6 Comments

Hi Craig,

As always, great on-point advice. And I really appreciate the way you use specific examples.

I'm currently working on a second draft of my WIP. As I approach each chapter and scene, I first ask myself "What's my purpose here?" Which really means: How does this serve the story? Does it advance the narrative? Connect the reader to the protagonist? Draw the reader into the storyworld? Produce a hard beat? Subtly foreshadow? etc. But, easier said than done. Since I know what I'm trying to get at, I have to keep forcing myself outside of my own head, trying to really see through the eyes of a stranger to my text.

Expand full comment

It's the hardest thing - getting out of our heads, and seeing as a reader does.

It's the whole "be kind to the reader" thing again.

thanks for reading Ken!

Expand full comment

My mother was a terrible storyteller. She went five times around the block and never got to the point. The worst was when I asked her what a movie was about. She'd start on point (after all, she JUST saw the movie!) and then go off in all sorts of tangents - the color of the girl's dress, the nice curtains in the living room, the chandelier in the ball room... It was excruciating, lol! Eventually, the listener gives up. What do you call it when it takes longer to summarize the film than watching it? Fun post, Craig!

Expand full comment

Ha - yeah, my mom was always losing the point of the story. Whereas my grandfather (her dad) was a master storyteller. I like to think I take after him. He came from Denmark, when he was ten years old, and fought in WW2. He had some stories. Though some pained him too much to tell.

Expand full comment

I know this is something I'm working on with my own stories as well. For longer work I think it might be helpful to identify "What is the theme of this work?" and "Does this scene fit with the theme I am attempting to convey?" To be sure, there can be variations, and scenes can go back and forth, but there should be a central theme of the story.

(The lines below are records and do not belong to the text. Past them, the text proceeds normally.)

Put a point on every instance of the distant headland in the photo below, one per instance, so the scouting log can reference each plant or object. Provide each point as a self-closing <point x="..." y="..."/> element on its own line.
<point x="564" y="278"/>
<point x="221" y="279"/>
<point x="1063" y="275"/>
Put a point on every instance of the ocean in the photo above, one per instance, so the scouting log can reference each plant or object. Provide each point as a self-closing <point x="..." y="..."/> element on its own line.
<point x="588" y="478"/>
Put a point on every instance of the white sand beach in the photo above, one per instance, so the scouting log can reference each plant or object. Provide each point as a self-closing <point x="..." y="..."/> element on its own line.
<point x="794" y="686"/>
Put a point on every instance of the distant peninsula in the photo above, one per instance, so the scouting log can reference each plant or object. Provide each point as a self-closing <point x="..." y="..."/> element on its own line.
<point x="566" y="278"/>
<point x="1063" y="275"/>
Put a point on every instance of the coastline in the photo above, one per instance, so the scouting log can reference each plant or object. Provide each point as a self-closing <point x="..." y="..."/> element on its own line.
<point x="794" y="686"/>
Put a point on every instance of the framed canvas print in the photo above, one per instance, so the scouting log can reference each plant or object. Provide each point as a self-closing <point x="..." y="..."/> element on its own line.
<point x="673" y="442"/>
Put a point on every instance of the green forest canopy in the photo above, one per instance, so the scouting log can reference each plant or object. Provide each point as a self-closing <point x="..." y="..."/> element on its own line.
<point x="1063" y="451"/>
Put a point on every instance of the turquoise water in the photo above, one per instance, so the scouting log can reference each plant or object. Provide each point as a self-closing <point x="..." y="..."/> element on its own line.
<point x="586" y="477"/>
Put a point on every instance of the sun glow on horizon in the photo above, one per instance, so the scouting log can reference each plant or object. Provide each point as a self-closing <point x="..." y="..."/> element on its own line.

I find as an editor for short fiction my patience for long infodumps, especially near the beginning of a piece, is nearly non-existent. I want to know the point of the story up front: What are the stakes? Who is involved? What journey is this story taking me on?

I appreciate you including "verisimilitude" as a necessary element. Fiction is getting readers to accept a lie (yeah, yeah there is a fiction that's truth dressed up as a lie, but that's a different take). To get readers to buy the big lie of the story, you often have to get the little details right. If you spend the time getting the little details of a story right, it is easier for them to accept the larger details of the story that might be a bit fuzzier with the truth.

Anyway - I enjoyed your post!

Expand full comment

Theme is something I visit in later drafts, much later. If thought about too early, it can feel forced.

And, yes on the info dumps. It's that "warming up your engines" thing - and not really understanding when a story actually begins. In a class or workshop or something, I was told that in short fiction every sentence should have purpose (point to the meaning of the story.)

It's a challenge to write that way. To ask the hard questions: should this be here?

And for longer narratives, Henry James baggy monster not withstanding, the same critical eye should be used. My editor for the new novel really took me to task on why certain things were in my novel. In the first edit I lopped off almost 6000 words.

And on verismilitude (I'll die trying to spell that right) - every story creates it's own universe, and it's the writer's job to make it a real one.

Thanks for reading and responding Matthew!